Export the theory graph:

```bash
icg-cast graph --outdir outputs/demo
```

Use the Python API:

```python
from icg_cast import SimConfig, simulate_cohort, train_baselines

cohort, trajectories = simulate_cohort(SimConfig(n=120, months=72, seed=7))
metrics, importance, counterfactual, bundle = train_baselines(cohort, seed=7)
```

List registered benchmark variants:

```bash
icg-cast bench list
```

Inspect a variant:

```bash
icg-cast bench info misspecified_signs
```

Run one small benchmark experiment:

```bash
icg-cast bench run \
  --cohort linear_lowhet \
  --variant sign_constrained_augmented \
  --seed 7 \
  --n 400 \
  --months 36
```

Run the local browser app:

```bash
python -m pip install -e ".[app]"
streamlit run streamlit_app.py
```

For `requirements.txt` based Streamlit deployments, install with
`python -m pip install -r requirements.txt`.

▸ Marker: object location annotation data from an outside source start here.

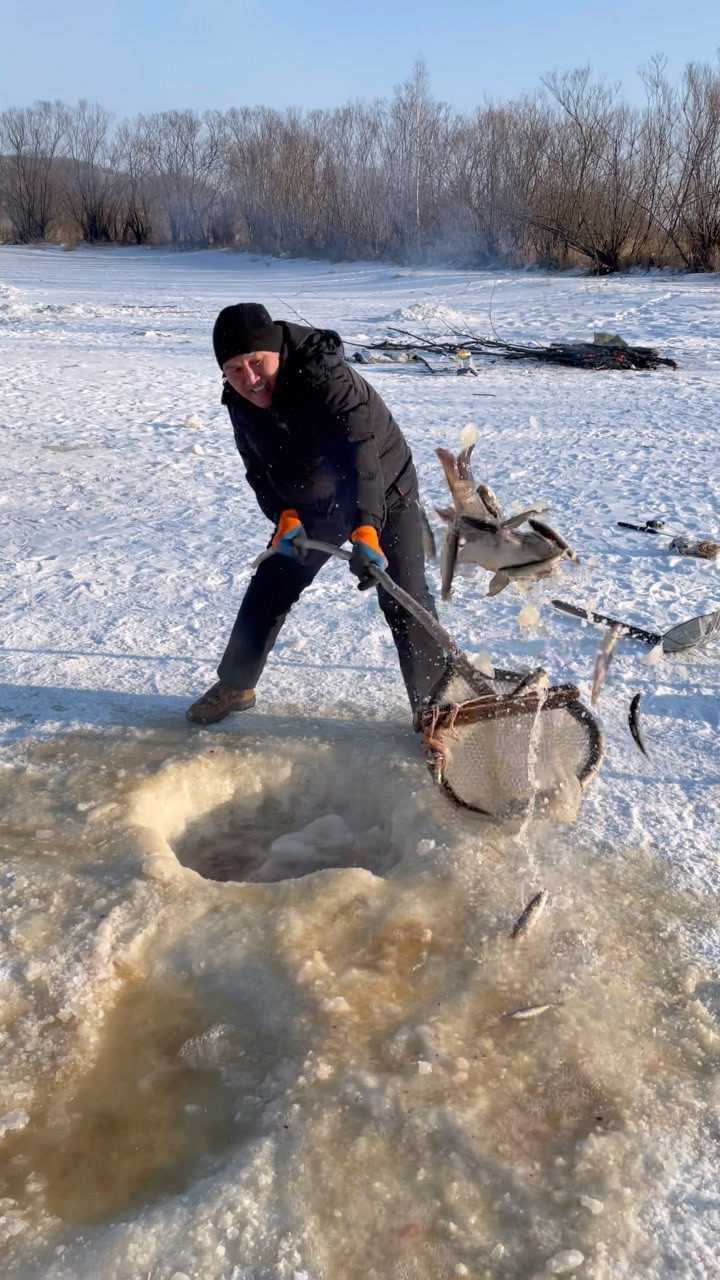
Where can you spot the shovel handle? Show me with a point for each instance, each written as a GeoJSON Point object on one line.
{"type": "Point", "coordinates": [650, 638]}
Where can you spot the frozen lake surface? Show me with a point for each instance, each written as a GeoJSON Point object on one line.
{"type": "Point", "coordinates": [256, 979]}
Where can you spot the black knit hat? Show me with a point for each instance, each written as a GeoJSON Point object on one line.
{"type": "Point", "coordinates": [245, 327]}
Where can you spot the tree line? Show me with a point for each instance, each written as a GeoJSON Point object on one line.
{"type": "Point", "coordinates": [570, 174]}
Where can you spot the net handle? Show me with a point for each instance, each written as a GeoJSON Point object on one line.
{"type": "Point", "coordinates": [500, 708]}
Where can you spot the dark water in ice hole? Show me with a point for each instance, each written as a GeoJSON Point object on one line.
{"type": "Point", "coordinates": [233, 842]}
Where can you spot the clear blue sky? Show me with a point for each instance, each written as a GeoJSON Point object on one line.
{"type": "Point", "coordinates": [144, 55]}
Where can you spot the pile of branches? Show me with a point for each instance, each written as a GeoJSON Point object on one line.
{"type": "Point", "coordinates": [605, 352]}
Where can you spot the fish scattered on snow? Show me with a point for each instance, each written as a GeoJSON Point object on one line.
{"type": "Point", "coordinates": [604, 659]}
{"type": "Point", "coordinates": [531, 915]}
{"type": "Point", "coordinates": [634, 723]}
{"type": "Point", "coordinates": [479, 534]}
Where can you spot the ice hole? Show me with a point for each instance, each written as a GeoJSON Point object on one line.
{"type": "Point", "coordinates": [283, 810]}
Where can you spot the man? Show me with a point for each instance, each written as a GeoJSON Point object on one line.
{"type": "Point", "coordinates": [327, 461]}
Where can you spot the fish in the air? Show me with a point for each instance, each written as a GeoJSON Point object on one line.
{"type": "Point", "coordinates": [479, 534]}
{"type": "Point", "coordinates": [633, 721]}
{"type": "Point", "coordinates": [604, 659]}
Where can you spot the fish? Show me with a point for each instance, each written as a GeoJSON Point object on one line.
{"type": "Point", "coordinates": [604, 659]}
{"type": "Point", "coordinates": [479, 534]}
{"type": "Point", "coordinates": [531, 915]}
{"type": "Point", "coordinates": [537, 679]}
{"type": "Point", "coordinates": [531, 1011]}
{"type": "Point", "coordinates": [634, 723]}
{"type": "Point", "coordinates": [429, 548]}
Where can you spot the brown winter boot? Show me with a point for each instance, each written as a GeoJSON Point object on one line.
{"type": "Point", "coordinates": [218, 702]}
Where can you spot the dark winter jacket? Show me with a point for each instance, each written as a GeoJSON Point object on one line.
{"type": "Point", "coordinates": [327, 438]}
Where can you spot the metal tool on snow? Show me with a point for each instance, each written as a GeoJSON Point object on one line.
{"type": "Point", "coordinates": [683, 636]}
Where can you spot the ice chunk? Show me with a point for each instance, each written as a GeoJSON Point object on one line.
{"type": "Point", "coordinates": [12, 1121]}
{"type": "Point", "coordinates": [565, 1262]}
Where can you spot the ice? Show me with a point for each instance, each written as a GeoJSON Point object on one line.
{"type": "Point", "coordinates": [241, 1061]}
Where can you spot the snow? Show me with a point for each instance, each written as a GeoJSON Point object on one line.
{"type": "Point", "coordinates": [313, 1075]}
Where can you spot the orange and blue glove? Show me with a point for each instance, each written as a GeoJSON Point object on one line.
{"type": "Point", "coordinates": [367, 554]}
{"type": "Point", "coordinates": [288, 529]}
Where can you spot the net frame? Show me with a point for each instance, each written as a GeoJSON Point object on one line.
{"type": "Point", "coordinates": [443, 722]}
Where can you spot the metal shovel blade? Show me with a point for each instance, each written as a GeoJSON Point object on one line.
{"type": "Point", "coordinates": [678, 639]}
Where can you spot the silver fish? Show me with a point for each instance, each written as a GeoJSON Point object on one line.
{"type": "Point", "coordinates": [604, 659]}
{"type": "Point", "coordinates": [531, 915]}
{"type": "Point", "coordinates": [531, 1011]}
{"type": "Point", "coordinates": [479, 534]}
{"type": "Point", "coordinates": [634, 722]}
{"type": "Point", "coordinates": [537, 679]}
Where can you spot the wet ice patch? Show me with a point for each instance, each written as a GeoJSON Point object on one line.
{"type": "Point", "coordinates": [287, 810]}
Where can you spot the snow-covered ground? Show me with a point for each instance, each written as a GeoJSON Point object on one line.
{"type": "Point", "coordinates": [313, 1078]}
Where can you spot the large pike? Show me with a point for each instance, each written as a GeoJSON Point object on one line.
{"type": "Point", "coordinates": [479, 534]}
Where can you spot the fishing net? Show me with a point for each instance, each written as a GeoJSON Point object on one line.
{"type": "Point", "coordinates": [692, 634]}
{"type": "Point", "coordinates": [509, 757]}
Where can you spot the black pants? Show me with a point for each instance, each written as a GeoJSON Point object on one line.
{"type": "Point", "coordinates": [279, 581]}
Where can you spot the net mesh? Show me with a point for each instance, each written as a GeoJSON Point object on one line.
{"type": "Point", "coordinates": [513, 764]}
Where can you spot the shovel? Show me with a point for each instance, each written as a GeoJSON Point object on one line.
{"type": "Point", "coordinates": [679, 639]}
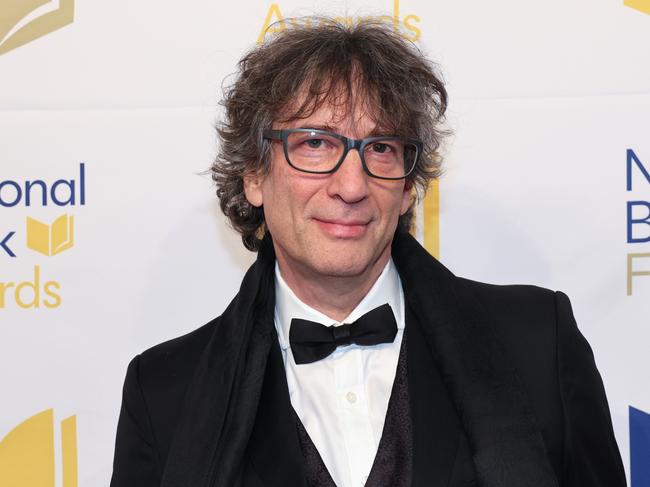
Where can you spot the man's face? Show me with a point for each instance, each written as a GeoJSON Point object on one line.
{"type": "Point", "coordinates": [329, 225]}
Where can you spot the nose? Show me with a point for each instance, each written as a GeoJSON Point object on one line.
{"type": "Point", "coordinates": [349, 182]}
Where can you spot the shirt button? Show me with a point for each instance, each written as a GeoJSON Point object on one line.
{"type": "Point", "coordinates": [351, 397]}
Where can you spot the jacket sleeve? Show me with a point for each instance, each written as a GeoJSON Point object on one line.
{"type": "Point", "coordinates": [136, 462]}
{"type": "Point", "coordinates": [591, 456]}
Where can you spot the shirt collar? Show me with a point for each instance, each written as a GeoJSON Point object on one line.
{"type": "Point", "coordinates": [386, 289]}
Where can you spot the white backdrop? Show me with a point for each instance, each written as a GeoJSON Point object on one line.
{"type": "Point", "coordinates": [546, 99]}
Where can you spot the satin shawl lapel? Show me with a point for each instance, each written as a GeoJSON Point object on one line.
{"type": "Point", "coordinates": [507, 448]}
{"type": "Point", "coordinates": [274, 448]}
{"type": "Point", "coordinates": [437, 432]}
{"type": "Point", "coordinates": [222, 398]}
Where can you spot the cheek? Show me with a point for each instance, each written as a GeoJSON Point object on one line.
{"type": "Point", "coordinates": [407, 196]}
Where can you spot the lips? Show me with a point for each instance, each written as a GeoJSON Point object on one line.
{"type": "Point", "coordinates": [343, 228]}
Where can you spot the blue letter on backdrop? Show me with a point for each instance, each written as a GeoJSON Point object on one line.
{"type": "Point", "coordinates": [631, 157]}
{"type": "Point", "coordinates": [639, 448]}
{"type": "Point", "coordinates": [634, 221]}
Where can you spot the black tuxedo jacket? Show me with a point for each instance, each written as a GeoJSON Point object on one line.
{"type": "Point", "coordinates": [504, 392]}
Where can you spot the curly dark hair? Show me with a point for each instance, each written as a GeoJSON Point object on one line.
{"type": "Point", "coordinates": [326, 60]}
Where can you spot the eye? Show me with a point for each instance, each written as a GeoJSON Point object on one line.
{"type": "Point", "coordinates": [314, 143]}
{"type": "Point", "coordinates": [381, 148]}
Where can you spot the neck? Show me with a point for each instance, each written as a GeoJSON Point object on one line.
{"type": "Point", "coordinates": [334, 296]}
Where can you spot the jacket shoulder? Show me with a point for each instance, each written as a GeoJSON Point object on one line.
{"type": "Point", "coordinates": [513, 301]}
{"type": "Point", "coordinates": [163, 374]}
{"type": "Point", "coordinates": [176, 358]}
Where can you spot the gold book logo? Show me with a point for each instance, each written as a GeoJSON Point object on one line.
{"type": "Point", "coordinates": [22, 21]}
{"type": "Point", "coordinates": [50, 239]}
{"type": "Point", "coordinates": [640, 5]}
{"type": "Point", "coordinates": [27, 453]}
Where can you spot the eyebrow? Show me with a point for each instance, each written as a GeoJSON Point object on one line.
{"type": "Point", "coordinates": [375, 132]}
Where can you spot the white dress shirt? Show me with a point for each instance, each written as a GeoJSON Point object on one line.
{"type": "Point", "coordinates": [342, 399]}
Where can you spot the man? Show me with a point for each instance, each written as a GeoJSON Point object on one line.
{"type": "Point", "coordinates": [350, 356]}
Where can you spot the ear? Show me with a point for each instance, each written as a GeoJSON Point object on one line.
{"type": "Point", "coordinates": [407, 197]}
{"type": "Point", "coordinates": [253, 189]}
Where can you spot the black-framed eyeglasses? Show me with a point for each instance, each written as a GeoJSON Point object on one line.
{"type": "Point", "coordinates": [320, 152]}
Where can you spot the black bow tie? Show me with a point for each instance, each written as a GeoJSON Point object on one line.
{"type": "Point", "coordinates": [311, 341]}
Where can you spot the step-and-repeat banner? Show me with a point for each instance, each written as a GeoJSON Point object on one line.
{"type": "Point", "coordinates": [110, 236]}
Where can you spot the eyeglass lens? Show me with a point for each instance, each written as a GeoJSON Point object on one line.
{"type": "Point", "coordinates": [316, 152]}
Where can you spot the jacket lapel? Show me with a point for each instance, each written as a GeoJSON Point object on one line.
{"type": "Point", "coordinates": [221, 402]}
{"type": "Point", "coordinates": [274, 449]}
{"type": "Point", "coordinates": [507, 447]}
{"type": "Point", "coordinates": [439, 442]}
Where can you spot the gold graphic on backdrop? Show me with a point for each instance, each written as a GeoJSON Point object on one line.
{"type": "Point", "coordinates": [27, 453]}
{"type": "Point", "coordinates": [631, 272]}
{"type": "Point", "coordinates": [641, 5]}
{"type": "Point", "coordinates": [50, 239]}
{"type": "Point", "coordinates": [431, 209]}
{"type": "Point", "coordinates": [17, 27]}
{"type": "Point", "coordinates": [407, 25]}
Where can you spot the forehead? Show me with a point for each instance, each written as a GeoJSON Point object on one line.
{"type": "Point", "coordinates": [345, 107]}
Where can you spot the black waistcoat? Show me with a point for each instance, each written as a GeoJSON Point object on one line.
{"type": "Point", "coordinates": [393, 462]}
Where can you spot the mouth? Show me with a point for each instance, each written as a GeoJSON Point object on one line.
{"type": "Point", "coordinates": [343, 228]}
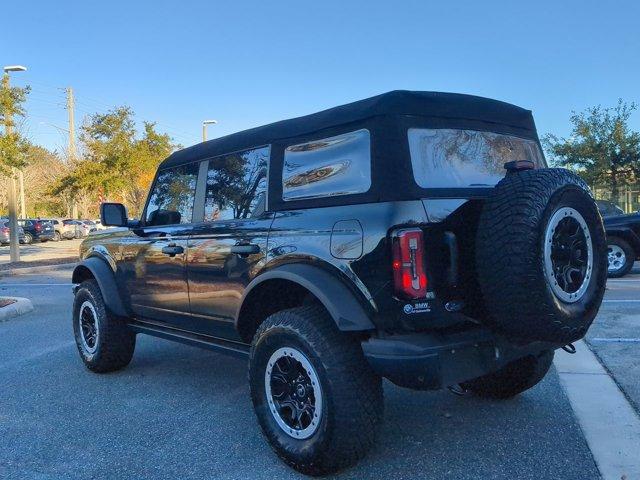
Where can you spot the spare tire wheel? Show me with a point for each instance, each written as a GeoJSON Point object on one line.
{"type": "Point", "coordinates": [541, 256]}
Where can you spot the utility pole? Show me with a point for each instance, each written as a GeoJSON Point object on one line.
{"type": "Point", "coordinates": [204, 128]}
{"type": "Point", "coordinates": [14, 249]}
{"type": "Point", "coordinates": [72, 152]}
{"type": "Point", "coordinates": [23, 205]}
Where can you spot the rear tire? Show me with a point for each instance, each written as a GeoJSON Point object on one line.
{"type": "Point", "coordinates": [541, 256]}
{"type": "Point", "coordinates": [620, 257]}
{"type": "Point", "coordinates": [337, 428]}
{"type": "Point", "coordinates": [104, 341]}
{"type": "Point", "coordinates": [512, 379]}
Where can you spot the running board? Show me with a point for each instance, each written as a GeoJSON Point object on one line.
{"type": "Point", "coordinates": [197, 340]}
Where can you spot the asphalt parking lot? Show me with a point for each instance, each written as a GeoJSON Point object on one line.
{"type": "Point", "coordinates": [181, 412]}
{"type": "Point", "coordinates": [39, 253]}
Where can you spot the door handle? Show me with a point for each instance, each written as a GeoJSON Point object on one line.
{"type": "Point", "coordinates": [172, 249]}
{"type": "Point", "coordinates": [245, 249]}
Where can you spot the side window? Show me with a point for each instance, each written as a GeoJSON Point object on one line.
{"type": "Point", "coordinates": [236, 185]}
{"type": "Point", "coordinates": [171, 200]}
{"type": "Point", "coordinates": [332, 166]}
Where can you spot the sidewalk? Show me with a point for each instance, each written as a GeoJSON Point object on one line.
{"type": "Point", "coordinates": [39, 254]}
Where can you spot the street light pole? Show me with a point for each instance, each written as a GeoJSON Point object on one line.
{"type": "Point", "coordinates": [204, 128]}
{"type": "Point", "coordinates": [14, 249]}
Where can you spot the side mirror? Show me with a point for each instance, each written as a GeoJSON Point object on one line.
{"type": "Point", "coordinates": [113, 215]}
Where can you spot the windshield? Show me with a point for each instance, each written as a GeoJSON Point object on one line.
{"type": "Point", "coordinates": [466, 158]}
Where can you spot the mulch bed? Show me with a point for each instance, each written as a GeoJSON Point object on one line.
{"type": "Point", "coordinates": [6, 301]}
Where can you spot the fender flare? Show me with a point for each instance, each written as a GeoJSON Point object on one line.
{"type": "Point", "coordinates": [102, 272]}
{"type": "Point", "coordinates": [340, 302]}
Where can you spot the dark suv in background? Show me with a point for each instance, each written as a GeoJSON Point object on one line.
{"type": "Point", "coordinates": [415, 236]}
{"type": "Point", "coordinates": [5, 232]}
{"type": "Point", "coordinates": [37, 230]}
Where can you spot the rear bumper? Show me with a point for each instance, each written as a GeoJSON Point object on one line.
{"type": "Point", "coordinates": [428, 361]}
{"type": "Point", "coordinates": [45, 236]}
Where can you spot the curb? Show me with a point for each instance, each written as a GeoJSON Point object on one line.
{"type": "Point", "coordinates": [20, 307]}
{"type": "Point", "coordinates": [40, 268]}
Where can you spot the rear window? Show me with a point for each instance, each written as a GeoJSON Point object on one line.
{"type": "Point", "coordinates": [466, 158]}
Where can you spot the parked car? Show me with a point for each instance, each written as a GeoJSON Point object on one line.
{"type": "Point", "coordinates": [91, 224]}
{"type": "Point", "coordinates": [99, 225]}
{"type": "Point", "coordinates": [79, 228]}
{"type": "Point", "coordinates": [37, 229]}
{"type": "Point", "coordinates": [608, 209]}
{"type": "Point", "coordinates": [5, 232]}
{"type": "Point", "coordinates": [623, 243]}
{"type": "Point", "coordinates": [414, 236]}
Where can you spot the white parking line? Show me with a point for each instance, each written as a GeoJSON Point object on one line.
{"type": "Point", "coordinates": [609, 423]}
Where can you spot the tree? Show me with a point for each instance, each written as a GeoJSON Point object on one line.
{"type": "Point", "coordinates": [13, 147]}
{"type": "Point", "coordinates": [602, 148]}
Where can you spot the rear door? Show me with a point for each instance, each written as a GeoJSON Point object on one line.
{"type": "Point", "coordinates": [156, 253]}
{"type": "Point", "coordinates": [229, 247]}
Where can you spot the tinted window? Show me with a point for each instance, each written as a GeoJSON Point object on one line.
{"type": "Point", "coordinates": [171, 200]}
{"type": "Point", "coordinates": [466, 158]}
{"type": "Point", "coordinates": [332, 166]}
{"type": "Point", "coordinates": [236, 185]}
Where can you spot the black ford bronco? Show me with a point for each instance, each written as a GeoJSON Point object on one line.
{"type": "Point", "coordinates": [414, 236]}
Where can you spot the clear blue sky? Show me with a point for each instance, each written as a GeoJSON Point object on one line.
{"type": "Point", "coordinates": [250, 63]}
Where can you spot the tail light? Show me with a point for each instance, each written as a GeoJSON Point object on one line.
{"type": "Point", "coordinates": [409, 275]}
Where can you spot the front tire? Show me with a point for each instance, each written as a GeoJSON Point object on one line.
{"type": "Point", "coordinates": [316, 398]}
{"type": "Point", "coordinates": [104, 341]}
{"type": "Point", "coordinates": [620, 256]}
{"type": "Point", "coordinates": [512, 379]}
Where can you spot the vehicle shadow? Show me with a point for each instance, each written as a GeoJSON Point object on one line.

The Streamlit app writes results under `outputs/streamlit/<run-name>` and
wraps simulation, demo, training/evaluation, graph export, and benchmark
workflows.

## Documentation and Materials

Project documentation starts at `docs/index.md`. Field and intervention
dictionaries live under `materials/`:

Build the documentation locally:

```bash
python -m pip install -e ".[docs]"
make docs
```

- `materials/data_dictionary.csv`
- `materials/intervention_dictionary.csv`
- `materials/provenance_template.json`

Optional real-data adapters live under `icg_cast.data_sources`. They accept
local files only and record provenance; they do not download public datasets.

## Citation and License

Citation metadata is in `CITATION.cff`. The package metadata and `LICENSE` file
declare Apache-2.0 for the source code unless a maintainer changes that before
release.

## Scope and Limitations

This is a synthetic theory-development and benchmarking scaffold. It is not a
clinical diagnostic, individual-risk model, chemical safety classifier, medical
device, or substitute for experimental toxicology, epidemiology, or regulatory
review.

Synthetic benchmark performance does not imply real-world biological validity.
Real-data adapters, if added, must remain optional and provenance-tracked.